Bahkan, akhir-akhir ini ramai istilah “parcok” alias Partai Coklat yang digunakan untuk melabeli Polri. Saking kentaranya keterlibatan oknum-oknhm lembaga negara itu dalam gelaran pesta politik di Tanah Air. Misalnya, dengan memanggil dan mengumpulkan kepala-kepala desa yang diduga dalam rangka mengarahkan suara masyarakat untuk kandidat tertentu saat berada di bilik suara.
Pengamat Kepolisian dari Institute for Security and Strategic Studies (ISESS) Bambang Rukminto melihat Polri mengalami kemunduran jika merujuk perjalanannya sejak reformasi 1998.
“Ketika polisi dipisahkan dengan TNI semua masyarakat berharap bahwa kepolisian ini benar-benar menjadi aparatur negara yang tegak lurus sebagai penegak hukum yang humanis, terpisah dari militer dengan kulturnya yang keras, harapannya seperti itu. Tetapi perkembangan dinamika sosial politik ke arah sini setelah 25 tahun ini mengalami kemunduran,” kata Bambang dalam podcast Back to BDM di kanal YouTube Budiman Tanuredjo.
Keterkaitan antara polisi dan politik menurut Bambang sudah ditemukan sejak era awal reformasi. Ketika itu Polri sudah dipisahkan dari TNI dan menyadari bahwa wewenangnya cukup tinggi dalam menegakkan hukum di Indonesia. Hanya saja, keterkaitan antara polisi dan politik kala itu bersifat personal dan lebih sporadis.
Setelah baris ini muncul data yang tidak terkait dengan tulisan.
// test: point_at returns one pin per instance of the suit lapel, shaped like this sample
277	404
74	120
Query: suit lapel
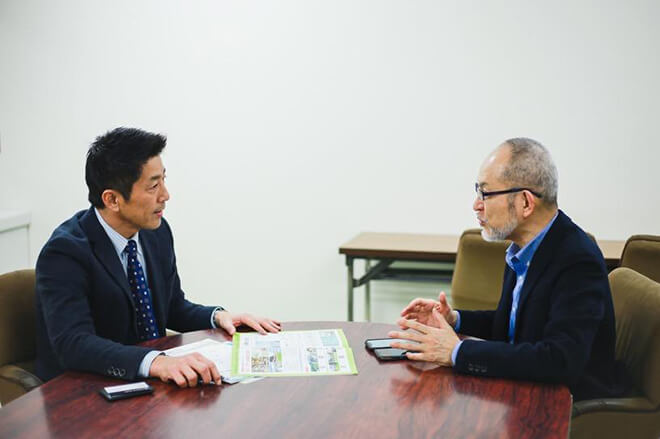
541	260
105	251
Sementara hari ini, hubungan antara polisi dan politik sudah terlihat jauh lebih masif. Bambang mengaku sedih melihat realita ini.
“Lima tahun terakhir ini, dan terakhir 2024 ini, sepertinya saya melihatnya semakin massif (keterlibatan polisi dalam politik) yang mengindikasikan bahwa ini bukan perselingkuhan person to person, personal kepolisian dengan politisi tunggal, tapi lebih jauh lagi, (perselingkuhan/lemahnya integritas) institusi,” ujar dia.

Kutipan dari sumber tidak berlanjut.